The storied Games Workshop tabletop franchise returns for a second outing under the Total War banner packed with enough violence to make a Lizardman blush. Is it worth going to war over, or should you wave the white flag?

Total War games have always been a strange beast – a hybrid of turn-based and real-time strategy. For a series that has existed since the year 2000, it remains an impressive depiction of all-out war. Diplomacy and settlement management is conducted via turn-based movements not dissimilar to Civilization –  you’ll dispatch envoys, conduct business, and, invariably get into some scrapes with rival nations.

As you’d imagine from a game with the word “War” appearing twice in the title, Total War: Warhammer II goes all in with its battles. Occurring in real-time, Creative Assembly have distilled the Battle For Helms Deep into digital form. Huge battlefields filled with foliage, different elevations,  and rolling plains to be trampled on by units of all sizes.

The developers move to a fantasy-based cast of warriors and creatures feels like letting their imaginations run wild, almost like a child excited to show increasingly elaborate drawings of carnage. Playable races include Lizardmen, capable of riding huge Dinosaur-like monstrosities into battle, as well as Skaven – some pretty gruesome rat-people. Their low-cost units make them ideal for swarming units, which is handy because they can be cut down easily by High Elves or Dark Elves. Sticking to the tree line and flanking is a much safer bet.

These differences spread to the game’s non-combat scenarios too. Skaven settlements remain hidden from other races until attacked, and rely on food supplies to maintain their armies. Meanwhile, High Elves have the potential to manipulate other races during their turn. Dark Elves can use slaves to power their industry, which is exactly what you’d expect from a race that can ride a Hydra into battle. There are DLC races too (including undead Pirates, yes really), but we weren’t able to review these.

All of these intricacies are considerations when picking your side but keen tactical awareness will still prevail on the battlefield. Keeping units hidden, enacting pincer moves, and sacking settlements are all big pieces of the Total War puzzle, and that remains true of Total War: Warhammer II.

While it would’ve been nice to be able to add to the races from the first game rather than replace them entirely, the game offers plenty of reasons to invest. A huge improvement from the first game’s campaign is the addition of an ever-evolving and shifting goal to aim for. Revolving around armies working to take control of a Vortex by completing five rituals before their competitors, it can become a frantic “Snakes and Ladders” process in the late game.

Armies earn currency, used to power ritual energy from settlements which travels to the Vortex. This can be interrupted by attacking these settlements, and so this tug of war puts an emphasis on settlement defence and a balanced strategy. It’s no good laying waste to enemy units if you can’t defend your cities.

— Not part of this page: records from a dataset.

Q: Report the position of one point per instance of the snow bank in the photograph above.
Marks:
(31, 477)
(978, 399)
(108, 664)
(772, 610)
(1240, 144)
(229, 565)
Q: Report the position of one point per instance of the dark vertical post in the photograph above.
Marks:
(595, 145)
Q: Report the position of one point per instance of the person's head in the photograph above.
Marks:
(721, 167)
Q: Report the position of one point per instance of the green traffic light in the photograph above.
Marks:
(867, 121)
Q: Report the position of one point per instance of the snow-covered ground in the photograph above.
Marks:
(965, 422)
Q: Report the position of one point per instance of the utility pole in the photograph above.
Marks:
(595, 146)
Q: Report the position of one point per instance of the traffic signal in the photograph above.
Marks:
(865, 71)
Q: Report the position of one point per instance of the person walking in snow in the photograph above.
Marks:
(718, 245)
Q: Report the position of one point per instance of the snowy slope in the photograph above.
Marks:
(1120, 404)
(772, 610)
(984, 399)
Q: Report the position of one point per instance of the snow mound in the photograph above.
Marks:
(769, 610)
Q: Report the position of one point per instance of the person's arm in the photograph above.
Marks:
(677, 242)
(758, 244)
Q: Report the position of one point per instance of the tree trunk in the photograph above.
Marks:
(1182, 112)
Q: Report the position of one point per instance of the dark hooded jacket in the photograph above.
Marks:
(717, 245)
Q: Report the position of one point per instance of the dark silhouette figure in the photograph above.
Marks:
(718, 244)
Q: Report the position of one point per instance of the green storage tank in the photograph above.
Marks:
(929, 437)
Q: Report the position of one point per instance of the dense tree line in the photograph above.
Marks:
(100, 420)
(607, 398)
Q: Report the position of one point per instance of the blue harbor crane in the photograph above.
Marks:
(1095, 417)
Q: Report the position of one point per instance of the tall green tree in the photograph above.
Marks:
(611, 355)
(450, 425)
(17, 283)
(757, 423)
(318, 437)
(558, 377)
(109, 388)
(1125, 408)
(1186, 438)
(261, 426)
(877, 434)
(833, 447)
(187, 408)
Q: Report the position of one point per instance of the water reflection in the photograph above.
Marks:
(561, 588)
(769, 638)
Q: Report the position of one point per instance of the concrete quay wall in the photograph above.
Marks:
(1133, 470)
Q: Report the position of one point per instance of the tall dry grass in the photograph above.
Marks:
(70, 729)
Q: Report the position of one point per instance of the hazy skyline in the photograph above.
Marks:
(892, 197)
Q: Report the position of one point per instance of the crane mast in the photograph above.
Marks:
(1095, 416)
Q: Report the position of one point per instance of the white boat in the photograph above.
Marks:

Thankfully, a lot of this information is telegraphed by the game’s highly accessible tutorial systems. Offering reminders and friendly tips without feeling overbearing, it can be turned off but new players will likely learn a lot here. There is plenty to entice returning players too – a separate download called “Mortal Empires” is a campaign which adds content from both Total War: Warhammer titles, and plays out on a huge map.

In short, Total War: Warhammer II offers plenty of content for fans of strategy games, Warhammer and Total Warhammer fans, and new starters to the genre. It is easily one of the genre’s finest, standing alongside X-Com 2 as one of the best PC games of the last few years.